I have to tell you that my grandparents would not appreciate seeing their house-in-need-of-paint preserved for posterity. But life will rip your shorts off if you’re not paying attention, so we’ll call that one small potatoes, too.
When Easter feels like the pagan festival it is …
01 Apr 2015 3 Comments
in Citizenship, My Thoughts Tags: be real, life, love
The world is a cruel place for dreamers — we tend to be motivated by beauty, kindness, and justice, the biggest pipe-dream of all, and then when the world turns ugly and vicious, as it so frequently does, we don’t even know who to talk to about it. I mean, I’m as ecumenical as the next person — bunnies and eggs and chocolate and death and whee! so fun how we’ve cleverly combined it all into a little something for everyone! But when Easter Week coincides with the spectacle of its celebrants disenfranchising an entire chunk of society — people their religion requires them to at least proselytize* if not love — I’m finding it far more honorable to go full-on reality and identify with the original pagans. I won’t slow you down with the details, so Google is your friend on this one. I just think those guys didn’t line up good PR, because they actually did a ton of cool stuff and didn’t seem to hate anybody in the process.
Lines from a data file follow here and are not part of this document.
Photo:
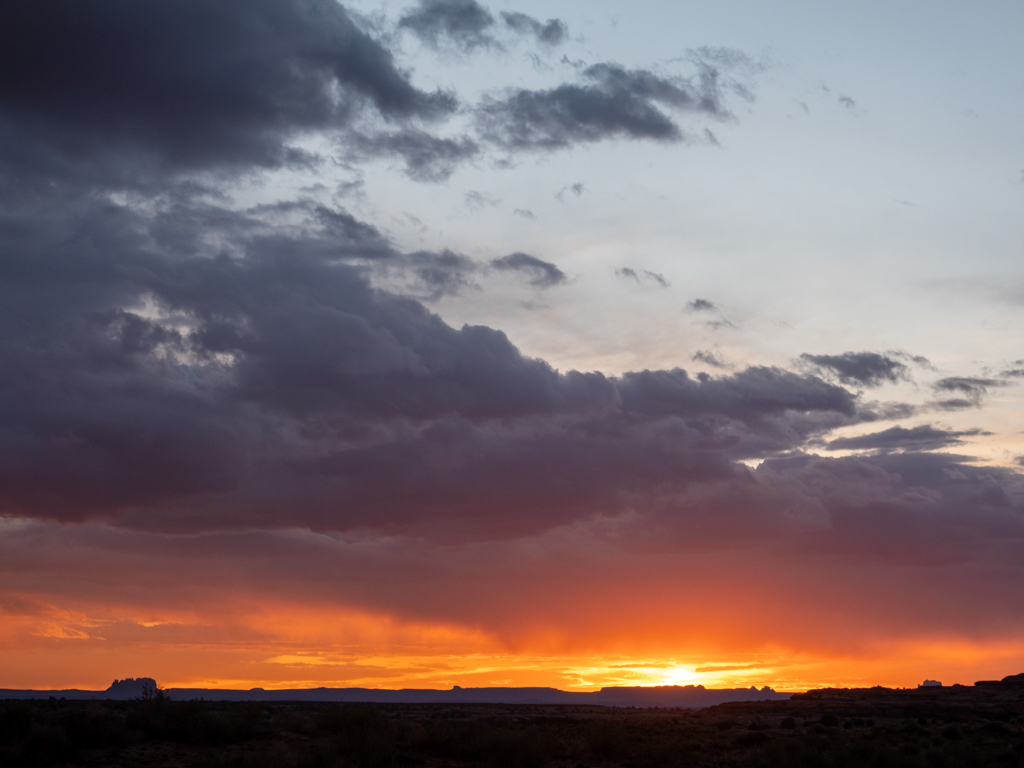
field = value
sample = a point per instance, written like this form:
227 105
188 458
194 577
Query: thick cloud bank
171 361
So, now I’m seeing “Don’t worry, the Supreme Court will fix it.” THIS Supreme Court? You’ve observed them in operation, right? We’ll leave that right there for now.
And filed under Things That Make Me Go WTF?! Well, today it’s knowing that a Teabilly with three teeth, one of which is just a baby tooth stuck back in there for luck, who voluntarily smells like a rhinoceros and sleeps with his sister has, as of this week, the legal right to discriminate against, disrespect, disparage, and disgust an intentionally unprotected class of people with whom said Teabilly could not intelligently converse if his or her peapickin’ sorry little life hung by a thread on the success of that very task. And statistically it’s a given that there are gay people within the Tea Party fortress, God help them. I’m pushing away a thought that maybe they drown them all.
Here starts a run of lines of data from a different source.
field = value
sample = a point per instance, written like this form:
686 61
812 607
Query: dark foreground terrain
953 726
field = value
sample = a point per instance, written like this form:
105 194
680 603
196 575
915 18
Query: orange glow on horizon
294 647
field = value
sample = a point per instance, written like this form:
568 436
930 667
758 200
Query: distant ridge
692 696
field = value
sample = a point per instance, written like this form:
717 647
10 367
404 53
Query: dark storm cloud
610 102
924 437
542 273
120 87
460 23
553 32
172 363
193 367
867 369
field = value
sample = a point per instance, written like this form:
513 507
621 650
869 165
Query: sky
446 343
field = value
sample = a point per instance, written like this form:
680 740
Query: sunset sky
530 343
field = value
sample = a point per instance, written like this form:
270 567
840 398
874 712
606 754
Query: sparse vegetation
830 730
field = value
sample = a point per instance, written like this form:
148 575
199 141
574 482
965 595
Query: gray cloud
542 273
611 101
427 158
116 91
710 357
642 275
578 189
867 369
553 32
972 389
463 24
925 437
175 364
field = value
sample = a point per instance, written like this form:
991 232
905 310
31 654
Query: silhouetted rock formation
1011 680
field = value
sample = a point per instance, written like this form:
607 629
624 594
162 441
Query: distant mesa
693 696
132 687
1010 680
And here’s something we can all file under Things That Count. Every lesbian, gay, bi-sexual, transgender person covered under this legislation is somebody’s lovey. Because if I say somebody’s son or daughter you’ll be all “Yeah, yeah, me too, so what?” No, you heartless jerk, every person on earth deserves to have his or her sweet guts loved out by somebody even if that somebody ends up being solely his or her self. And more often than sometimes those somebodies are beaten to a pulp and half dead inside, a lot of it self-inflicted, before it’s real that they can love themselves that completely, and if you make a double entendre out of that you officially suck. This whole thing is so heartbreaking — and so unnecessary for anyone to suffer through. Once we emerged from the Dark Ages, the question of sexuality should have been a non-issue, so how do we, a supposedly intelligent, enlightened people, find ourselves still looking like frothing idiots? Never mind, rhetorical.
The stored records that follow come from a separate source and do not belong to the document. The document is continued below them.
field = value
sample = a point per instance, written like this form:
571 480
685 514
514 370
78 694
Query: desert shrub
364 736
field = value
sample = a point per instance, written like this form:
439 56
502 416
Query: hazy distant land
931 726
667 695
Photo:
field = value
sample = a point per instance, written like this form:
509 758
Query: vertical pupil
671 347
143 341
One more for the Things That Count file. A bloodbath doesn’t happen overnight, so write this down … homosexuals were among the very first to be harassed in Germany for their “inferiority,” and thousands eventually died in the camps after brutal torture ordered specifically for them.
This one’s a freebie: If you don’t know what fascism is and you have only so much time, look it up instead of the pagans — they’ll keep.
“If fascism comes, it will not be identified with any ‘shirt’ movement, nor with an insignia, but it will probably be wrapped up in the American flag and heralded as a plea for liberty and preservation of the constitution.”